On Sat, Dec 08, 2007 at 02:06:03PM -0500, Brian Hurt wrote:
> I have personally come to the opinion that the main use of having more 
> than one type of integer is to allow the programmer to pick the wrong one. 

Cute, but wrong.  It's like saying - having more than one size of
screw/screwdriver/hammer/engine/boat is wrong.

> Using only a single word, or a partial-word, to represent an integer is an 
> *optimization*, not a data type consideration.  Having the programmer pick 
> what word size to hold the integer in is a fraught with potiential bugs 
> and portability problems as having the programmer pick what register to 
> hold the integer in.

Sure.  It's the same problem as building a car with a small engine.
It might be 'efficient', or 'inadequate', depending on a variety of
conditions.

> This isn't just about the Y2038 bug- although that's an example.  It's 
> about the whole C99 long long fiasco.  It's about the 32-bit limit that 
> Java's starting to hit hard- Java used int's to index arrays, so you can't 
> have an array with more than 2^31 elements.  Etc.
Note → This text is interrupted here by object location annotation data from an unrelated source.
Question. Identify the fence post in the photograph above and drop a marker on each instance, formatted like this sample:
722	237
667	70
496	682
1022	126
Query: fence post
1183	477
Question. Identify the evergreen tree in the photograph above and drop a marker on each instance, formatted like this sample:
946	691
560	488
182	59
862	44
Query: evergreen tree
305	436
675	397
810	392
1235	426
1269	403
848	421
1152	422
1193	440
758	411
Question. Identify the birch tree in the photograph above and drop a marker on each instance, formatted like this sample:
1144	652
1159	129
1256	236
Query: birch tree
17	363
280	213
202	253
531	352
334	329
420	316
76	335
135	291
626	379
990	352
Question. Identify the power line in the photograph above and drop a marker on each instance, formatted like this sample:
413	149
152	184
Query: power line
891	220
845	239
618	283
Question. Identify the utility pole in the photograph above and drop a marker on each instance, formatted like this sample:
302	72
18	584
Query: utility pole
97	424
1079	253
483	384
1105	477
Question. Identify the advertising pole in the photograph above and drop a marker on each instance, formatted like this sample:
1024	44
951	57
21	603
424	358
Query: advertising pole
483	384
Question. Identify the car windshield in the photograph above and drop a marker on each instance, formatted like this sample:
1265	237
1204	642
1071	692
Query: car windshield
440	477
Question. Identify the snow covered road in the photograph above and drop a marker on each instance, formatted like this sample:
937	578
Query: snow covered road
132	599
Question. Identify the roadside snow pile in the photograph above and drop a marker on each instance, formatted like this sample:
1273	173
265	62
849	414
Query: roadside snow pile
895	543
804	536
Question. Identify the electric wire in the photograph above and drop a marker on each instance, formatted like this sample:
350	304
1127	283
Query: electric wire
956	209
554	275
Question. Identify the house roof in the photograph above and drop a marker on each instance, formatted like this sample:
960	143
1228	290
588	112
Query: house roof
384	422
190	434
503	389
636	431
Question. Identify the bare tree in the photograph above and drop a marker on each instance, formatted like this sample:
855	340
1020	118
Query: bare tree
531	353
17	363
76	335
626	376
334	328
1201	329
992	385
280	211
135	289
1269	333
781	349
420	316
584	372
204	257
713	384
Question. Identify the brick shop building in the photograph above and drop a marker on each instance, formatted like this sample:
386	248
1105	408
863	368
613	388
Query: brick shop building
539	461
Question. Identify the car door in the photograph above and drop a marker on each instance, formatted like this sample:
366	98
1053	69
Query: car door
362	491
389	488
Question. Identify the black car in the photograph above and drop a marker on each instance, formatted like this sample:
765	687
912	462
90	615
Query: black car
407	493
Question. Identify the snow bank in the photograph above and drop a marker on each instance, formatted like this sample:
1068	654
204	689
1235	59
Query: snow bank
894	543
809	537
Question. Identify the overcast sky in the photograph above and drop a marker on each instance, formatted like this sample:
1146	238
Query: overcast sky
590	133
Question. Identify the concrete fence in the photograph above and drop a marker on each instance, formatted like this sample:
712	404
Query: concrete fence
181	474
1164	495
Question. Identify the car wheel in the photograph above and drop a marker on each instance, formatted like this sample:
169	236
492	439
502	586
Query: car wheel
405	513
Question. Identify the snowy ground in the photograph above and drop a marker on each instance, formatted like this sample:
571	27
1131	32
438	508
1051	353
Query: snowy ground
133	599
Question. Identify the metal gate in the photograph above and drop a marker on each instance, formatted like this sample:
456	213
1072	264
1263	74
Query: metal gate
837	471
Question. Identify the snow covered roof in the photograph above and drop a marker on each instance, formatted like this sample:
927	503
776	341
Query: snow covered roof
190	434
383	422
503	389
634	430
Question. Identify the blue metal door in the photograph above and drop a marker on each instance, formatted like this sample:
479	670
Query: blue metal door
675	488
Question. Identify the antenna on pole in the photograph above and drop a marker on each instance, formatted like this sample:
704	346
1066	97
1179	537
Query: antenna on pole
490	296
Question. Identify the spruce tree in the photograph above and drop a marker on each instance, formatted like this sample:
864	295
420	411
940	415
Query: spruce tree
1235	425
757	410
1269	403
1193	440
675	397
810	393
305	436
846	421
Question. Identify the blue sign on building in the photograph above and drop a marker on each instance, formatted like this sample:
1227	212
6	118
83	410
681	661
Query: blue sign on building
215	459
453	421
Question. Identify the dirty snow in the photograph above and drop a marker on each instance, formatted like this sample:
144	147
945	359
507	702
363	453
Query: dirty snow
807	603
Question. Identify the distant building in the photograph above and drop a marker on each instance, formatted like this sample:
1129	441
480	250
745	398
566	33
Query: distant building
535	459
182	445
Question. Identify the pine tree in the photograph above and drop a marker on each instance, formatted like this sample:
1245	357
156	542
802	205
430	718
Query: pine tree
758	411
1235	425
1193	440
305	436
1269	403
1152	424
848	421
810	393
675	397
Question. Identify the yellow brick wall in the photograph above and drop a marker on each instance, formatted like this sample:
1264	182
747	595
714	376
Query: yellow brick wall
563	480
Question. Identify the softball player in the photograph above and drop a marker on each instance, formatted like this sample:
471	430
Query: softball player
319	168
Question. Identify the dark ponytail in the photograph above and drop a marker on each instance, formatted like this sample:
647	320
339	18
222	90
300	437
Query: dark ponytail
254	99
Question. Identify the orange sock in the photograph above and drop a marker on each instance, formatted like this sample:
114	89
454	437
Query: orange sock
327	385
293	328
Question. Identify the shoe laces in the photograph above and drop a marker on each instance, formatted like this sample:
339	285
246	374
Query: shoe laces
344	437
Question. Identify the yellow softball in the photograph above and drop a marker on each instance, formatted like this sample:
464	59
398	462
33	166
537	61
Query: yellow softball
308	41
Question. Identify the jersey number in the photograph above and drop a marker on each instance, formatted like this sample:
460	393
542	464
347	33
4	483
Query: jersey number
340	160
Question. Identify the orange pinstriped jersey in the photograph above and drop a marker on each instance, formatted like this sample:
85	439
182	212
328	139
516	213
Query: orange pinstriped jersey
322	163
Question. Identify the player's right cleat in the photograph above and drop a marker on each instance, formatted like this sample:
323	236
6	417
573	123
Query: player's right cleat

If you have an array with more than 2^31 elements, your Java program will
run like a snail - your design is most likely wrong, or you picked the
wrong language to solve your problem.  Hrm... somebody once said that
the reason there are many of X is so you can pick th wrong one.

I wonder if it still applies 8^)

florin

-- 
Bruce Schneier expects the Spanish Inquisition.